3. Semantic translation refers to that type of translation where the form of the original text is followed, and the intention of the author is maintained, but the translation is made natural and fluent.
4. Communicative translation requires the meaning of texts to be translated without concern for lexical or structural equivalents. Readability is of greater concern than faithfulness.
As noted above, the most basic translation process is comprised of two parts, understanding and expressing. However, only in open-ended (OE) or CR tests are test-takers permitted to give this type of answers. It is extremely rare that a person’s translation ability is tested by the MC tests. The four fixed choices neither allow the test-takers to express their own answers, nor the graders to really comprehend the current level of the examinee’s translation abilities.
Translation Quality and Principles
Quality has always been one of the top priorities in the discussions of translation. It is hard to judge which target text is a ‘good’ translation in comparison to a ‘bad’ or ‘poor’
translation. The criteria differ depending on the theoretical framework adopted to evaluate the target texts (Schäffner, 1997). There is no such a short-cut in translation.
There are mainly two kinds of translation principles, semantic translation and
communicative (Liou, 1993). The former emphasizes accuracy, which means that the translators have to translate the original text into the target language exactly without adding any extra content, and without intensifying or weakening any parts of the meaning. The latter stresses fluency, where the translator has to translate the source language into the target language as fluently as possible. In spite of their differences, they are not
necessarily exclusive.

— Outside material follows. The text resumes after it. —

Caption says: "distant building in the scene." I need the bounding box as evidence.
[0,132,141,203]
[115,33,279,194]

They are two sides of the same coin, because the more you want to maintain the original meaning of the source language, the less you keep of the way it is expressed in the target language.
In his book Evolution and Ethics and Other Essays, Yen Fu, one of the most
influential and authoritative translators as well as translation theorists in China, proposed three basic principles as the criteria for a good translation— ‘faithfulness’, ‘fluency’, and
‘elegance’ (Liou, 1995). These criteria have had a dramatic influence on the development of translation in practice and theory. Faithfulness requires the translator to be responsible
to the original text; the meaning in the target language also had to be faithful and pertinent to the meaning of the original one. Fluency refers to the intelligibility of the target language text; the translated text should be faithful to the language rules of the target language. Elegance, the most difficult principle to apply of the three, refers to the requirement that the translation should be esthetically pleasing. These are deemed the three highest principles for most Chinese translators, and can serve as grading criteria at the same time. Sih (1972) in his book Translation Study makes a clear list of seven crucial points for translation:
a. Translation should not be ordered and disciplined, and no extra content should be added. A good translation is like salt dissolved in water. You cannot see it, but it is there.
b. Do not simply try to translate words, but meanings.
c. An English word may have more than one meaning in Chinese. If you translate a word that you know into Chinese, but it seems inconsistent with the meaning of what you have translated so far, you may have misunderstood the meaning of the word.
d. When translating, consult more than one dictionary. No dictionary is perfect.
e. Double-check the translation to make sure there you do not miss any parts.
f. When faced with a difficult topic, translate it carefully. Ask experts or specialists advice.
g. Do not adopt words or idioms that you are not familiar with. (p.5)
In MC translation tests, the qualities are built in by the test designers. The examinee need simply to recognize the four choices. The highest assessment criteria are useless in this type of test.
Translations Strategies
Learning strategy use can help students learn foreign language skills including
listening, speaking, reading, writing, and translating more successfully. Oxford (1990), at the very beginning of her book, Language Learning Strategies, gives a brief definition of learning strategies:
Learning strategies are steps taken by students to enhance their own learning.
Strategies are especially important for language learning because they are tools for active, self-directed involvement, which is essential for developing communicative competence. Appropriate language learning strategies result in improved
proficiency and greater self-confidence. (p. 1)
Test-taking strategies, on the other hand, as defined by McDonough (1995) are “what candidates report as they try to solve various types of test item, what they pay attention to, and how they arrive at the right answer” (p.109). Cohen (1998) also gives a definition of test-taking strategies so as to determine the effects of the test input upon the test-takers, and the processes that the test-takers make use of in order to produce acceptable answers to questions and tasks, before, during, and after responding to them. They discuss an
individual’s approach to complete a test or, more specifically, the individual's way of
effectively and efficiently. Thus, the more strategies use during a test, the higher the achievement she or he would attain. While translating, people must first read and understand the meanings of the source language, then translate them into the target language. Each step includes strategies to help a translator translate the text more accurately.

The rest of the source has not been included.